De même, on ne luttera pas efficacement contre les phénomènes environnementaux et écologiques si on ne comprend pas qu’ils sont la conséquence de la croissance économique comme conséquence du productivisme, certes, mais lui-même étant la conséquence de l’impératif d’accumulation du capital, sans laquelle les capitalistes et leurs sbires ne pourraient pas se reproduire, au sens de continuer d’exister en tant que classe sociale profitant du système.

De même, « la compétition et les guerres et confrontations entre les capitalistes eux-mêmes » sont déterminées par l’économie : le capitalisme porte la guerre comme la nuée porte l’orage (Jaurès) parce que la logique économique et monétaire du système capitaliste impose à tout pays capitaliste, par la contrainte extérieure, de chercher à dominer ses « partenaires » ; ça s’appelle l’impérialisme.

C’est l’ignorance de cette réalité matérialiste qui, selon moi, conduit à des propositions de Plan A ou B, totalement illusoires. D’inspiration globalement keynésienne, elles sont faites par des économistes anti-marxistes (pour quelle qu’en soit la raison) qui ne font que faire croire que l’austérité est une simple affaire de mauvaise politique et que la prise du pouvoir politique permettra d’en faire une bonne. C’est ce qu’ont cru les Grecs en votant pour Tsipras, en février, et j’avais aussitôt affirmé qu’en juin il ne renverserait pas la table, comme beaucoup le claironnaient, mais qu’il passerait dessous.
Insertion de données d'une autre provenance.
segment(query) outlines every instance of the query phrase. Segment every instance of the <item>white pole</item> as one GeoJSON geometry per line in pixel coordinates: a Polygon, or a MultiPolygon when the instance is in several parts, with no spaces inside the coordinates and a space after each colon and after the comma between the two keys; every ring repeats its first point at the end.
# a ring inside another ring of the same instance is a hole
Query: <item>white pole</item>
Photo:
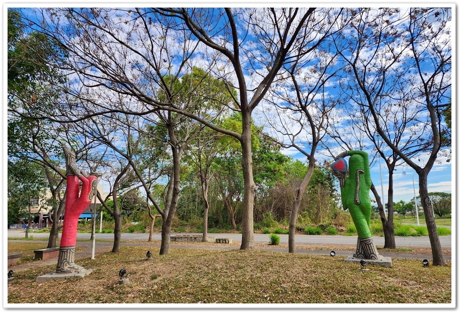
{"type": "Polygon", "coordinates": [[[93,209],[91,212],[91,259],[95,259],[95,225],[96,224],[96,196],[95,195],[93,209]]]}
{"type": "Polygon", "coordinates": [[[382,179],[382,162],[380,161],[381,158],[379,155],[379,169],[380,170],[380,185],[382,187],[382,202],[383,202],[383,207],[385,207],[385,213],[387,213],[387,208],[385,205],[385,198],[383,197],[383,180],[382,179]]]}
{"type": "Polygon", "coordinates": [[[101,233],[103,232],[103,211],[101,211],[101,215],[99,219],[99,233],[101,233]]]}
{"type": "Polygon", "coordinates": [[[416,217],[417,217],[417,225],[420,226],[420,224],[419,223],[419,210],[417,209],[417,198],[416,197],[416,187],[414,186],[414,174],[415,174],[414,173],[412,175],[412,186],[414,189],[414,203],[416,204],[416,217]]]}
{"type": "MultiPolygon", "coordinates": [[[[380,139],[379,135],[377,134],[377,145],[378,145],[379,139],[380,139]]],[[[378,157],[378,158],[379,158],[379,169],[380,172],[380,186],[382,188],[382,203],[383,204],[384,209],[385,210],[385,214],[386,214],[387,208],[386,208],[386,205],[385,205],[385,198],[383,197],[383,195],[384,195],[383,194],[383,179],[382,178],[382,162],[381,161],[382,158],[380,156],[380,154],[377,154],[377,156],[378,157]]]]}

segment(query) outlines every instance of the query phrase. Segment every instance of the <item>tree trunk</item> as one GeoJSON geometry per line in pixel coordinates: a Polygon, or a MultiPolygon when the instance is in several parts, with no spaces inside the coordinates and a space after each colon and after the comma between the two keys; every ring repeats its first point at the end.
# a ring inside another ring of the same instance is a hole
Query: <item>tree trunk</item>
{"type": "MultiPolygon", "coordinates": [[[[386,216],[385,214],[385,211],[383,210],[383,204],[382,203],[382,200],[379,196],[379,194],[375,189],[375,185],[373,183],[371,185],[371,191],[375,197],[375,200],[377,201],[377,207],[379,208],[379,213],[380,215],[380,220],[382,221],[382,228],[383,229],[383,236],[385,238],[385,244],[383,245],[384,248],[396,248],[396,243],[394,238],[394,227],[393,223],[393,215],[392,213],[391,221],[389,219],[387,220],[386,216]]],[[[388,196],[389,198],[389,196],[388,196]]],[[[389,198],[388,199],[390,199],[389,198]]]]}
{"type": "Polygon", "coordinates": [[[66,202],[65,198],[60,202],[59,206],[56,210],[53,211],[53,219],[51,223],[51,227],[50,229],[50,236],[48,239],[48,246],[47,248],[56,247],[56,242],[60,234],[60,229],[61,226],[59,225],[60,217],[64,212],[64,209],[66,208],[66,202]]]}
{"type": "Polygon", "coordinates": [[[231,219],[231,225],[233,226],[233,228],[234,229],[234,230],[237,230],[238,229],[238,226],[236,225],[236,220],[234,215],[234,211],[233,210],[233,206],[231,203],[231,196],[229,195],[226,196],[226,198],[224,199],[224,204],[226,205],[226,209],[228,210],[228,213],[229,214],[229,217],[231,219]]]}
{"type": "Polygon", "coordinates": [[[242,170],[244,174],[244,200],[242,203],[242,242],[241,249],[254,248],[254,182],[252,158],[252,117],[251,112],[242,112],[242,170]]]}
{"type": "Polygon", "coordinates": [[[207,228],[208,228],[208,181],[201,185],[202,187],[202,198],[204,200],[204,220],[202,222],[202,242],[207,242],[207,228]]]}
{"type": "MultiPolygon", "coordinates": [[[[117,200],[114,202],[114,207],[117,207],[117,200]]],[[[112,252],[117,253],[121,248],[121,232],[122,229],[122,217],[118,209],[114,208],[116,215],[114,215],[114,243],[112,244],[112,252]]]]}
{"type": "Polygon", "coordinates": [[[171,230],[172,219],[169,218],[169,216],[167,215],[166,219],[164,219],[163,217],[162,217],[161,241],[160,249],[159,251],[160,255],[167,255],[170,253],[170,231],[171,230]]]}
{"type": "Polygon", "coordinates": [[[291,213],[291,220],[289,224],[289,234],[288,234],[288,243],[289,243],[289,253],[295,253],[295,231],[297,226],[297,217],[298,215],[299,210],[300,208],[300,205],[302,204],[302,198],[303,194],[305,193],[305,190],[307,185],[310,182],[311,179],[311,176],[314,171],[314,162],[310,161],[310,165],[308,167],[308,171],[305,175],[303,180],[302,180],[300,185],[297,189],[295,193],[295,198],[294,199],[294,203],[292,205],[292,211],[291,213]]]}
{"type": "Polygon", "coordinates": [[[441,244],[436,230],[436,224],[435,223],[435,217],[433,217],[431,201],[428,196],[427,187],[427,176],[428,171],[425,170],[420,171],[419,174],[419,194],[422,202],[424,214],[425,216],[425,222],[427,229],[428,230],[428,237],[430,239],[430,245],[432,248],[432,256],[434,266],[446,266],[446,261],[443,257],[443,250],[441,244]]]}

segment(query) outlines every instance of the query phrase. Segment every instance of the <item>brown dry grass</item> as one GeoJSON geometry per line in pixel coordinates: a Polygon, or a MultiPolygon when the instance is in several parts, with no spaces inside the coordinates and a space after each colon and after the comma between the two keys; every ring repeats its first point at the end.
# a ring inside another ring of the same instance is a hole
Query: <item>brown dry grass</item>
{"type": "MultiPolygon", "coordinates": [[[[76,261],[94,270],[81,279],[35,282],[37,276],[54,271],[55,265],[19,271],[8,282],[8,302],[447,305],[452,300],[450,262],[446,267],[424,268],[420,260],[394,259],[391,268],[369,265],[368,271],[362,271],[358,264],[340,256],[239,250],[239,242],[231,244],[236,249],[227,250],[211,249],[210,243],[201,242],[193,244],[203,248],[174,246],[169,254],[163,256],[156,255],[158,249],[153,249],[153,244],[139,244],[142,246],[123,243],[119,253],[76,261]],[[151,261],[145,258],[148,249],[154,252],[151,261]],[[118,273],[123,268],[129,282],[119,284],[118,273]]],[[[9,243],[9,252],[10,248],[19,249],[9,243]]]]}

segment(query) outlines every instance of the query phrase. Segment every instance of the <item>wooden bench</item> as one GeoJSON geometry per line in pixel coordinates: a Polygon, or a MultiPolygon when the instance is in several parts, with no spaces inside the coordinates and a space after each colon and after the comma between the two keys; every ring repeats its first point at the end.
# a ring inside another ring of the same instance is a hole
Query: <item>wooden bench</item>
{"type": "Polygon", "coordinates": [[[16,265],[19,262],[21,257],[23,256],[21,253],[8,255],[8,267],[16,265]]]}
{"type": "Polygon", "coordinates": [[[57,257],[60,254],[59,247],[49,247],[36,249],[34,251],[35,258],[37,260],[48,260],[53,258],[57,257]]]}
{"type": "Polygon", "coordinates": [[[216,243],[225,243],[231,244],[233,243],[233,239],[218,238],[216,240],[216,243]]]}

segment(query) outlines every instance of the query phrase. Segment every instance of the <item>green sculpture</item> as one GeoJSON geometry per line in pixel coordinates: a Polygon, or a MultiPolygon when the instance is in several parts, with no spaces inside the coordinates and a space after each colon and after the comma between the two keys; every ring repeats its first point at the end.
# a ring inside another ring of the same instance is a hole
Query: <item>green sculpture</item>
{"type": "Polygon", "coordinates": [[[363,151],[344,152],[335,157],[331,167],[340,180],[342,206],[344,210],[350,211],[358,232],[356,252],[353,257],[379,259],[369,228],[372,211],[369,190],[372,180],[367,153],[363,151]],[[349,166],[343,158],[346,156],[350,156],[349,166]]]}

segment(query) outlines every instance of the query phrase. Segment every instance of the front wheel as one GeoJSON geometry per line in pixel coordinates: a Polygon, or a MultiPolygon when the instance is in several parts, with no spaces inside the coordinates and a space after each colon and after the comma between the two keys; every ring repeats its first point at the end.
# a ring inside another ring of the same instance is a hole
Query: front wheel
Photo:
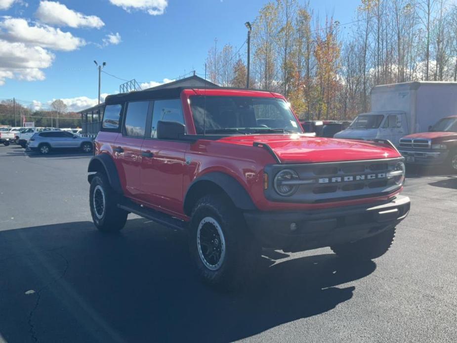
{"type": "Polygon", "coordinates": [[[90,152],[92,151],[92,143],[84,142],[81,145],[81,149],[84,152],[90,152]]]}
{"type": "Polygon", "coordinates": [[[51,151],[51,146],[47,143],[41,144],[38,147],[38,150],[42,155],[47,155],[51,151]]]}
{"type": "Polygon", "coordinates": [[[90,182],[89,202],[92,219],[100,231],[116,232],[125,225],[128,213],[118,208],[119,198],[106,176],[95,174],[90,182]]]}
{"type": "Polygon", "coordinates": [[[375,236],[352,243],[331,247],[340,257],[357,259],[373,259],[385,254],[394,241],[395,228],[388,229],[375,236]]]}
{"type": "Polygon", "coordinates": [[[230,199],[208,195],[192,211],[189,238],[194,264],[203,281],[225,289],[238,288],[254,274],[260,246],[230,199]]]}

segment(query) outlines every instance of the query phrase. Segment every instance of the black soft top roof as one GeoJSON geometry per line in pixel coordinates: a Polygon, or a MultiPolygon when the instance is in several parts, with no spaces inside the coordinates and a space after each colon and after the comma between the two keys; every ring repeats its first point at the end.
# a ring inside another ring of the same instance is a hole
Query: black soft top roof
{"type": "Polygon", "coordinates": [[[125,101],[138,100],[179,98],[183,89],[191,88],[191,87],[173,87],[159,89],[138,90],[129,93],[120,93],[107,96],[105,99],[105,103],[107,105],[113,105],[122,103],[125,101]]]}

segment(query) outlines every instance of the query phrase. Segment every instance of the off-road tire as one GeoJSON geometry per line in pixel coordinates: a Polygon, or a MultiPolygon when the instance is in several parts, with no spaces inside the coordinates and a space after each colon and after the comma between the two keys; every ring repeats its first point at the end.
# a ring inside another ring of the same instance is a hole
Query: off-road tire
{"type": "Polygon", "coordinates": [[[393,243],[395,228],[353,243],[331,247],[338,256],[351,259],[373,259],[385,254],[393,243]]]}
{"type": "Polygon", "coordinates": [[[38,151],[42,155],[47,155],[51,151],[51,146],[47,143],[42,143],[38,146],[38,151]]]}
{"type": "Polygon", "coordinates": [[[81,150],[83,152],[90,152],[92,149],[92,144],[90,142],[83,142],[81,144],[81,150]]]}
{"type": "Polygon", "coordinates": [[[104,174],[95,174],[90,182],[89,203],[92,219],[100,231],[117,232],[125,226],[128,213],[118,207],[120,197],[104,174]],[[101,196],[103,199],[102,208],[99,206],[101,196]],[[96,208],[96,205],[98,206],[96,208]]]}
{"type": "Polygon", "coordinates": [[[457,174],[457,150],[452,150],[449,152],[446,164],[450,172],[457,174]]]}
{"type": "Polygon", "coordinates": [[[248,230],[242,214],[226,196],[210,194],[199,200],[192,210],[189,234],[192,260],[205,283],[219,289],[233,290],[249,283],[255,274],[261,256],[260,245],[248,230]],[[202,257],[204,246],[201,246],[199,251],[197,243],[199,226],[206,218],[215,220],[225,241],[223,259],[216,270],[205,265],[202,257]]]}

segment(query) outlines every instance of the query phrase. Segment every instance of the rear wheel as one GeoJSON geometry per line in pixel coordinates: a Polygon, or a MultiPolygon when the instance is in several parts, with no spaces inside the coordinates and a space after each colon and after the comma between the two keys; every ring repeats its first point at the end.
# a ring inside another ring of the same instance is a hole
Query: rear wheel
{"type": "Polygon", "coordinates": [[[95,226],[104,232],[115,232],[125,225],[128,213],[118,207],[119,196],[104,174],[97,172],[90,182],[90,214],[95,226]]]}
{"type": "Polygon", "coordinates": [[[38,151],[42,155],[47,155],[51,151],[51,146],[47,143],[40,144],[38,147],[38,151]]]}
{"type": "Polygon", "coordinates": [[[333,253],[345,258],[373,259],[385,254],[395,237],[395,228],[352,243],[331,247],[333,253]]]}
{"type": "Polygon", "coordinates": [[[92,151],[92,143],[89,142],[84,142],[81,144],[81,149],[84,152],[90,152],[92,151]]]}
{"type": "Polygon", "coordinates": [[[448,166],[451,172],[457,173],[457,150],[451,151],[448,158],[448,166]]]}
{"type": "Polygon", "coordinates": [[[254,275],[260,248],[230,199],[208,195],[192,211],[189,243],[200,276],[210,285],[239,288],[254,275]]]}

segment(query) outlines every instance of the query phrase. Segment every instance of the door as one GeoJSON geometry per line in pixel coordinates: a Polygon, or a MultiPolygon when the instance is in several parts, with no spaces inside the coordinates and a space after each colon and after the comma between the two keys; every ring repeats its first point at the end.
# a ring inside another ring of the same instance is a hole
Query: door
{"type": "Polygon", "coordinates": [[[137,198],[141,189],[141,145],[144,139],[150,101],[126,104],[122,133],[113,148],[121,184],[126,194],[137,198]]]}
{"type": "Polygon", "coordinates": [[[398,146],[400,139],[406,134],[405,115],[403,114],[389,114],[381,127],[383,139],[388,139],[394,145],[398,146]]]}
{"type": "Polygon", "coordinates": [[[184,155],[189,143],[157,139],[157,122],[184,124],[180,99],[158,100],[153,105],[148,136],[141,147],[141,200],[169,212],[182,213],[184,155]]]}

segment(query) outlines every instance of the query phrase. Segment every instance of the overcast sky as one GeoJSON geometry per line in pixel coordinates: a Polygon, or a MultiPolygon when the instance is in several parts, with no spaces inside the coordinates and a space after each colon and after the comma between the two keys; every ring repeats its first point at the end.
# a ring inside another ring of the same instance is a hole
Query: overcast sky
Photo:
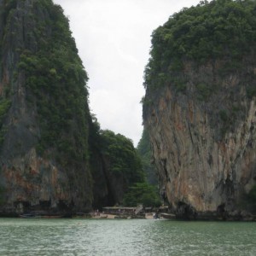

Dernier point, la monnaie : c’est une question fort complexe, plus encore que celle de l’amour, disait Disraeli (premier ministre de Victoria), et la résoudre c’est résoudre celle du type de société. Car la monnaie est la forme liquide du capital, elle est nécessairement gérée par l’État, donc nationale et expression des rapports entre nations. Une nation souveraine a sa monnaie, une nation dominée peut avoir sa monnaie nationale, mais ce sera une monnaie dominée, via l’organisation du système monétaire international, monnaie commune ou monnaie unique étant des mécanismes d’insertion de la monnaie nationale dans le système international.